News | Gender neutral, but not equal

Human rights lawyer Pearl Eliadis on the legal challenges women still face in Canada

Pearl Eliadis is a Montreal-based lawyer who specializes in human rights and development. She has previously sat on the Ontario Human Rights Commission and served as president of the Equitas International Centre for Human Rights Education. Eliadis is currently the president of Shield of Athena, a local non-profit organization that provides legal assistance and social services to survivors of domestic violence.

McGill Daily: What do you see as the biggest challenges or frustrations in human rights work?
Pearl Eliadis: Something that has been an obstacle is that, although Canada is an actor in the international sphere, we have not [always complied with international norms]; and this has been an area of frustration for many human rights lawyers who are receptive to human rights arguments about issues here. That has happened over religious schooling in Ontario, where the UN issued recommendations around religious schooling, suggesting that it was discriminatory, [but] was completely ignored by the Harris government at the time. It’s also happened with the Bill-101 decisions here; issues around aboriginal women, particularly the disappearance of aboriginal women in western Canada; the difficulty outside of Quebec to see human rights and poverty as being related issues; and the conservative backlash against human rights.

MD: What do you think are the main women’s rights issues in Montreal and Canada?
PE: [At] the federal level, I think the Tories and Liberals are not doing a good job at bringing women into politics. Meaningful access of women into policy and politics is a big problem in this country, particularly at the two major federal parties. Access of women to politics is an issue in Canada and an issue internationally…. One of the case studies I’m going to talk about on Friday is actually a Kenyan woman, who went into politics and was very badly beaten and attacked when it looked like she was doing well in her constituency.

Access to day care is something that we had on the agenda for a little while, but with the Conservatives it has fallen off the table…. When the Conservatives start talking about giving money to women instead of day care, the problem is that [they are] not giving women the money that allows them to pay for a year of day care. [They are] giving them enough money to pay for one month of day care. I think that’s a major issue for women, and we have not been good in this country about moving forward on that agenda, I think this is fundamental to women’s equality.

The third issue in Canada is the abandonment of the court challenges program, again unfortunately by the Tories. Most of the developments in terms of substantive equality in the women’s movement, many of them happen because the federal government had a program where law clinics and equality seeking groups could seek funding to challenge or to bring forward different progressive ideas of the law. That program has been abandoned, and that has affected our capacity to move forward on equality issues, including women’s issues.

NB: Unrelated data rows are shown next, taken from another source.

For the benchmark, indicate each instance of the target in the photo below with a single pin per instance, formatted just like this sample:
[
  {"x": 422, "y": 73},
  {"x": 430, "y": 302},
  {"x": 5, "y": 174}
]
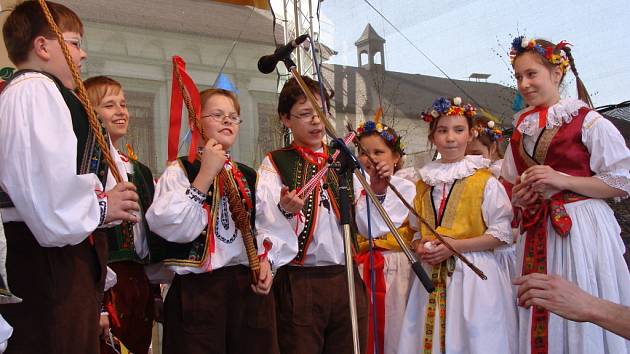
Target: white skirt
[
  {"x": 591, "y": 256},
  {"x": 480, "y": 314}
]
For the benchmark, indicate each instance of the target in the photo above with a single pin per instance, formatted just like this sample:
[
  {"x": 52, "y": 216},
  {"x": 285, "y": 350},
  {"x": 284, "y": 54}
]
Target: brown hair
[
  {"x": 433, "y": 125},
  {"x": 98, "y": 87},
  {"x": 581, "y": 89},
  {"x": 292, "y": 93},
  {"x": 27, "y": 22},
  {"x": 206, "y": 94},
  {"x": 480, "y": 123}
]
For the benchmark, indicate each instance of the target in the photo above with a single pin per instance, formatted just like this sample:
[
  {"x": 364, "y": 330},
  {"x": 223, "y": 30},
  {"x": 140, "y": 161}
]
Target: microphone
[{"x": 267, "y": 63}]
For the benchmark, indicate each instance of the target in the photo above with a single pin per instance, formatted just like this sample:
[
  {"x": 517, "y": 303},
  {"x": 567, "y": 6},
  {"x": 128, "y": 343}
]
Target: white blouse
[
  {"x": 496, "y": 208},
  {"x": 177, "y": 218},
  {"x": 38, "y": 155},
  {"x": 610, "y": 158},
  {"x": 326, "y": 247},
  {"x": 395, "y": 208}
]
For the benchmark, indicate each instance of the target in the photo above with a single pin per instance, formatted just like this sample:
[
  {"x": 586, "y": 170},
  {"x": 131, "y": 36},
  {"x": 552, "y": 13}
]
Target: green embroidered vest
[{"x": 295, "y": 171}]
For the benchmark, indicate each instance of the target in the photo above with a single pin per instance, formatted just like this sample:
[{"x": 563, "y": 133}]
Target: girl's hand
[
  {"x": 379, "y": 176},
  {"x": 265, "y": 279},
  {"x": 437, "y": 252},
  {"x": 289, "y": 201},
  {"x": 523, "y": 195},
  {"x": 546, "y": 180}
]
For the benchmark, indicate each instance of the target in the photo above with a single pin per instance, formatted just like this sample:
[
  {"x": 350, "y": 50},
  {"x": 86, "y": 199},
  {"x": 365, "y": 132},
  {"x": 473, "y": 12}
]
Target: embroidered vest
[
  {"x": 462, "y": 217},
  {"x": 193, "y": 254},
  {"x": 294, "y": 172},
  {"x": 121, "y": 241},
  {"x": 561, "y": 148}
]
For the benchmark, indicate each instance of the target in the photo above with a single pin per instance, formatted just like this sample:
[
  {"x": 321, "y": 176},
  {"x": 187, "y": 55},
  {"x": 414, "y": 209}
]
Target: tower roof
[{"x": 369, "y": 34}]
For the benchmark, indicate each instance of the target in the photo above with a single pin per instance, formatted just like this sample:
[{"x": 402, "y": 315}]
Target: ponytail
[{"x": 582, "y": 92}]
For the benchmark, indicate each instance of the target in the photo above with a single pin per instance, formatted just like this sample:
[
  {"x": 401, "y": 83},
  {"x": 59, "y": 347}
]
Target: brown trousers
[
  {"x": 133, "y": 301},
  {"x": 62, "y": 289},
  {"x": 313, "y": 310},
  {"x": 218, "y": 312}
]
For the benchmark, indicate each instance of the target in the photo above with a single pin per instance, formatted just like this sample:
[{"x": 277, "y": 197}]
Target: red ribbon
[
  {"x": 177, "y": 100},
  {"x": 379, "y": 307},
  {"x": 535, "y": 261}
]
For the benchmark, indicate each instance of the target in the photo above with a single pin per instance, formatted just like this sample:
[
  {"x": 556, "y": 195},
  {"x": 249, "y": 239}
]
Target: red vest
[{"x": 565, "y": 153}]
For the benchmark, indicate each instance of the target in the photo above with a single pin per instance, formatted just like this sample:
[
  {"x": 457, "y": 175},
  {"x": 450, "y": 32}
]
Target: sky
[{"x": 466, "y": 36}]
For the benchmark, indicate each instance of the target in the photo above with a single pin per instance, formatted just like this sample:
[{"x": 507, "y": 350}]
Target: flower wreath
[
  {"x": 369, "y": 126},
  {"x": 521, "y": 44},
  {"x": 448, "y": 107},
  {"x": 495, "y": 134}
]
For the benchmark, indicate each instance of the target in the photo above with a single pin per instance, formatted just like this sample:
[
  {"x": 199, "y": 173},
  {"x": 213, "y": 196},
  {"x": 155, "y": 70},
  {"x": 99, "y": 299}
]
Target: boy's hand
[
  {"x": 289, "y": 201},
  {"x": 122, "y": 203},
  {"x": 437, "y": 252}
]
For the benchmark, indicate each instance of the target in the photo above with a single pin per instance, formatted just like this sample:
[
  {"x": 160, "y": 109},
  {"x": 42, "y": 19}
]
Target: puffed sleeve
[
  {"x": 173, "y": 214},
  {"x": 496, "y": 210},
  {"x": 271, "y": 225},
  {"x": 38, "y": 157},
  {"x": 395, "y": 208},
  {"x": 610, "y": 157},
  {"x": 508, "y": 168}
]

The fourth issue is the current attack on the Human Rights Commission. Many of the developments that we have had in terms of making workplaces safer for women, free of sexual harassments, and free of discrimination have happened as a result of the Human Rights Commission. The right wing has launched a successful campaign through bloggers to shut down the Human Rights Commission, because they fundamentally oppose equality rights. And the progressive left has been almost completely silent on this issue. I think that’s a direct danger to women’s rights.

MD: How do gender-neutral laws perpetuate inequality?
PE: When we talk about equality, we’re not talking about formal equality; we’re talking about substantive equality. What I mean by formal equality is a rule that goes something like this, ‘Everybody who is going to work in this workplace has to work for three consecutive years, and if they take off more than two months at a time, then they’re going to be fired.’ Everybody’s the same, right? But what does this do to women of child-bearing age? So in fact, none of these rules are really neutral…. Gender neutrality is actually not the objective. The objective is making sure that from a qualitative perspective, you have social structures and laws in place that allow people – women, men, people with disabilities, and so on – to live fulfilling lives. I challenge the notion of gender neutrality, because I actually don’t think there is such a thing. I think that a lot of the laws and traditions we’ve developed have been developed because we have a particular work ethic that came from the Victorian period and the early industrial age, and that has been changed by the reality of women entering the workforce.

—compiled by Stephanie Law

Eliadis lecture “Women’s Rights as Human Rights: How Are We Doing Today?” will take place at 11:30 a.m. tomorrow in room 202 of Chancellor Day Hall.